Wheat Beer Yeast Preferences

Ok, what is your favorite go to wheat yeast? Specifically for European wheat beer recipes.

What do you like about it?
What do you dislike about it?
Dry or liquid, why?
Do you stress the fermentation by under pitching?
What temp do you ferment?

I use either WB-06 or WLP300.

I have no desire to make a lot of wheat beer, but when I have made a German Hefeweizen, I used WLP 300, pitched (no starter) at about 58-60F and let it slow rise into the 68F range during the first few days of fermentation.  It is a POF+ yeast strain so the clove came through nicely, with some bubble gum and a little banana (warmer fermentation pushes more banana from increased isoamyl acetate I have been told).

The first time I made it I won a club contest, so I make it that way now.  But, like I said, I am not a huge wheat beer guy (I am overly clove sensitive - so the POF+ stuff isn’t preferred by my palate…though I am fighting to overcome it and appreciate it through Belgians styles).
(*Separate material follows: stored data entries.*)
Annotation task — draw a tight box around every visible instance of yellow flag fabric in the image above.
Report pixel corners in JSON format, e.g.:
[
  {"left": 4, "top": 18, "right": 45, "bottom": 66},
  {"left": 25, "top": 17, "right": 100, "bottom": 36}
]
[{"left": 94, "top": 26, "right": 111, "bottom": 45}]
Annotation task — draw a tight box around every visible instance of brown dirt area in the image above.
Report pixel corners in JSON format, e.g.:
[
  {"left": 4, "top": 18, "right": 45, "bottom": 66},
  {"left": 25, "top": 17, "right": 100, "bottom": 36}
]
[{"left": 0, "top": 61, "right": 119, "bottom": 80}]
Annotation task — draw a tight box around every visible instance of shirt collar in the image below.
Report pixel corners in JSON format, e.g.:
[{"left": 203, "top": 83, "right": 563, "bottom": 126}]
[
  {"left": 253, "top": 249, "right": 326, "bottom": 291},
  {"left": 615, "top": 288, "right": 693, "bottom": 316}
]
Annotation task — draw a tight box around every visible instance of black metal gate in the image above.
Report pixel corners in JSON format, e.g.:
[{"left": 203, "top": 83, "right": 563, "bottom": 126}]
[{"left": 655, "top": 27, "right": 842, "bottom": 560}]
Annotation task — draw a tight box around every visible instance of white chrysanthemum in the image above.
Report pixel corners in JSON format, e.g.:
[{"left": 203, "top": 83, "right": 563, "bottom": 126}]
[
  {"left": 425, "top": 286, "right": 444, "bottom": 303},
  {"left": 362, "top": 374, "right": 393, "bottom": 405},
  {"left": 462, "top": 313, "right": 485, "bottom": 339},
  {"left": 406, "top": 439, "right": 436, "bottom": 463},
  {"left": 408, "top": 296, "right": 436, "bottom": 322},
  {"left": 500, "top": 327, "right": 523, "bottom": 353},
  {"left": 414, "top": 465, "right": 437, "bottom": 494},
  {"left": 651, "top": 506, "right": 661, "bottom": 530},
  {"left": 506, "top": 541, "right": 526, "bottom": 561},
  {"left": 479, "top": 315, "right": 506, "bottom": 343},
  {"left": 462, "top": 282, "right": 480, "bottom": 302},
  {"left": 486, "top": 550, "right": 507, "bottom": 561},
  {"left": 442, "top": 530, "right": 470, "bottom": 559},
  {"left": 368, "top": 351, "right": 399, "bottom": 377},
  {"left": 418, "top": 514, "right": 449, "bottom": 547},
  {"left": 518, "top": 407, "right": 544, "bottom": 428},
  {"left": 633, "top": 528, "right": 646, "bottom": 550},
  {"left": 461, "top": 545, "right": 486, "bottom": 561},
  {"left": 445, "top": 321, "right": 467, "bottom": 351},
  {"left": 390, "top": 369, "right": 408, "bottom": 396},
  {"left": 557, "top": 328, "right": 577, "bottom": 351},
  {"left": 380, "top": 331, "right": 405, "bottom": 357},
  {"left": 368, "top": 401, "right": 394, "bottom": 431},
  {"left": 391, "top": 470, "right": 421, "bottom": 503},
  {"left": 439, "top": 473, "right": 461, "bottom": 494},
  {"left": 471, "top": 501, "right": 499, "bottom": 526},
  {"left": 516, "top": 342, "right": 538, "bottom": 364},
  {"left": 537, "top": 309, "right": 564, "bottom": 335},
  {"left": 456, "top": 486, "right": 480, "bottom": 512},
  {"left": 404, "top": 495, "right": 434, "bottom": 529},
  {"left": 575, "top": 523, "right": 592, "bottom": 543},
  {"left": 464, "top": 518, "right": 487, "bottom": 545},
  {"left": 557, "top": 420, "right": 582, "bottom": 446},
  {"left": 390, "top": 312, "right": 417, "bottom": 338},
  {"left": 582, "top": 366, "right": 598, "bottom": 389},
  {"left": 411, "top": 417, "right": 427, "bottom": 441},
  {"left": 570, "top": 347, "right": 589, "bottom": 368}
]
By “Wheat Beer” you must mean Hefeweizen or Dunkleweizen? If you include Belgium Wheat beers my answer is different.

My preference is Omega OYL-021, however since the only LHBS within 2 hours of me closed, I now prefer to use WB-06. This is a summertime beer to me, and it gets too hot here to have liquid yeast shipped this time of year. The WB-06 works well.

Mash-in is at 112 for a short acid rest. This is the only style where I do a single decoction. Others will disagree, but I can tell the difference.

I pitch at 55 degrees and ferment at 62 degrees. Just my personal preference based on trial and error. The right blend of clove and banana for me. I pitch the entire pack, trusting the supplier to provide me the right amount. (blind trust?) Anyway it seems to work. I do not repitch, due to concerns with over-pitching. Must admit, this is 100% paranoia, not based on experience.

I like WLP351, mainly because it doesn’t make beers that taste exactly like all the other wheat beers out there. There is a bit of vanilla in addition to the clove phenolics.

Wlp300 gets my vote. Balanced and hits the classic Hefeweizen notes!

I used Wyeast 3068 Weihenstephan Weizen yeast in a recent hefeweizen that I thought turned out really good.  I fermented it at 64 degrees until it started to slow and then brought it up slowly to finish it out  I think I finished with it at like 68 or something.

Thats what I decided to go with. Just made it yesterday. Pitched at 70* and then set glycol chiller to 68* so the jury is out until a few weeks.